Отец мой, у которого я был единственным сыном, поощрял мой вкус к этим занятиям; он любил забавлять меня цветами, птицами и их яичками. Он был человек религиозный и поэтический: рассказы его возбуждали во мне те чувства, которые оживляли его самого. В науке он не ограничивался сухим и мертвым разбором предметов, но умел представить мне ее полною жизни. Он также иногда занимался наблюдениями над птицами, рассказывал мне о их переселениях, заставлял меня подмечать, как проявляется в них страх, радость или ожидание, как с временами года меняются у них перья, и т. д.
В этих живых и разнообразных наблюдениях проходило мое детство. Целые часы проводил я, любуясь гладкими, блестящими яйцами птиц, их постельками, сделанными из моха, которые нежно покачивались на ветках; я любовался гнездами и на скалах, около которых играет освежительный ветер, или ревет опустошительная буря. С восторгом всматривался я, и выжидал того мгновения, когда из неподвижного, мертвого яичка выклевывается маленькая головка с блестящими глазками, и бойко, проворно разбивает слабым носиком остатки скорлупы. Я предавался умом и душою этим чудесам, разнообразие которых меня удивляло. Я любил следить, как одни из птичек медленно развивались, а другие, едва высунувшись из скорлупы, уже на полете сбрасывали с себя ее прозрачные осколки.

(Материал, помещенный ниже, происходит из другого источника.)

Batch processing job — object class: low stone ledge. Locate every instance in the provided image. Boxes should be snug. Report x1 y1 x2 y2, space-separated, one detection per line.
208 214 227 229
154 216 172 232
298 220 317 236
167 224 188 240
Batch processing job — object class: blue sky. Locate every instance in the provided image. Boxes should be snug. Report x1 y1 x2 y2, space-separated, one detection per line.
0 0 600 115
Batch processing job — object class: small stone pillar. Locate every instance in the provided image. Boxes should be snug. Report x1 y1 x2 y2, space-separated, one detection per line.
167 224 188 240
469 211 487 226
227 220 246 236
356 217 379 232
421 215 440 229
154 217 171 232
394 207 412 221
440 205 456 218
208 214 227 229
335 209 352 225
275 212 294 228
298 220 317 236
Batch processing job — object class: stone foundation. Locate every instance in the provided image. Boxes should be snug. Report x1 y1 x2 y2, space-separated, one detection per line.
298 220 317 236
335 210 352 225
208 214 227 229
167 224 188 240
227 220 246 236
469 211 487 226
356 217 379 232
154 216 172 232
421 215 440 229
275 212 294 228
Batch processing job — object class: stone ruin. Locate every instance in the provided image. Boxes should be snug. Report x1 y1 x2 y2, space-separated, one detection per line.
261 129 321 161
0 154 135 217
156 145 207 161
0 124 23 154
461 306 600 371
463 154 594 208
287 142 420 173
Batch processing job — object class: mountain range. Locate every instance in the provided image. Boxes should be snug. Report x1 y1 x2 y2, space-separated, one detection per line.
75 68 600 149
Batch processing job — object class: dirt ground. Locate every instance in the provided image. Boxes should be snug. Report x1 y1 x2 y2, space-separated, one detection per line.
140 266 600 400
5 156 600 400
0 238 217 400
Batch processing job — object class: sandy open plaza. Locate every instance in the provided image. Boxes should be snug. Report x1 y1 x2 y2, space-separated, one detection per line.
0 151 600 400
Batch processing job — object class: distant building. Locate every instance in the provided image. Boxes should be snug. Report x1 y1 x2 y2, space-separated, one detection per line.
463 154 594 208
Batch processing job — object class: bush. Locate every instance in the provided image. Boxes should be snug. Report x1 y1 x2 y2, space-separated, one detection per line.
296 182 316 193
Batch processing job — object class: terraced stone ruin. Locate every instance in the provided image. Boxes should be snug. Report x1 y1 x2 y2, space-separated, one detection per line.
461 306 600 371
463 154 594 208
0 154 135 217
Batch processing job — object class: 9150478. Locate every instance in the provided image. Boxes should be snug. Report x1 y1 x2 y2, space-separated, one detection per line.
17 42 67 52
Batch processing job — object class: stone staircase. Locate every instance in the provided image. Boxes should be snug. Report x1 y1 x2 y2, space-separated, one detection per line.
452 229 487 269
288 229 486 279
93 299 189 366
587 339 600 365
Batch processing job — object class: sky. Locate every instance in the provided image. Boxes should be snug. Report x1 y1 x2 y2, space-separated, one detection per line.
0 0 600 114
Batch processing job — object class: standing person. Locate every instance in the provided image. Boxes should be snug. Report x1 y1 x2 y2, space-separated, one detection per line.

Мне было десять лет; страсть к естественной истории развивалась во мне все сильнее и сильнее. Мне хотелось иметь все, что я видел; желаниям моим не было границ. Меня возмущала даже смерть, которая безобразила мою птицу или животное; я придумывал тысячу средств, чтобы избегнуть вида этого чудовища, смерти, которая лишала меня предметов моих лучших привязанностей и делала бесполезными мои работы. Я старался бороться с нею, но беспрерывные, поправки, которых требовали чучела птиц, набитые мной, бурый и тусклый цвет перьев, прежде таких блестящих, говорили мне, что смерть сильнее меня. Я поверил свое горе моему доброму отцу; в самом деле, не досадно ли, что животные, такие красивые и бойкие, подвергаются от смерти такому печальному превращению и что никакими опытами я не мог сохранить даже наружного их вида. Отец мой, желая утешить меня, подарил мне рисунки, представляющие довольно верно птиц, от которых я приходил в восторг, и чучела которых были у меня в комнате.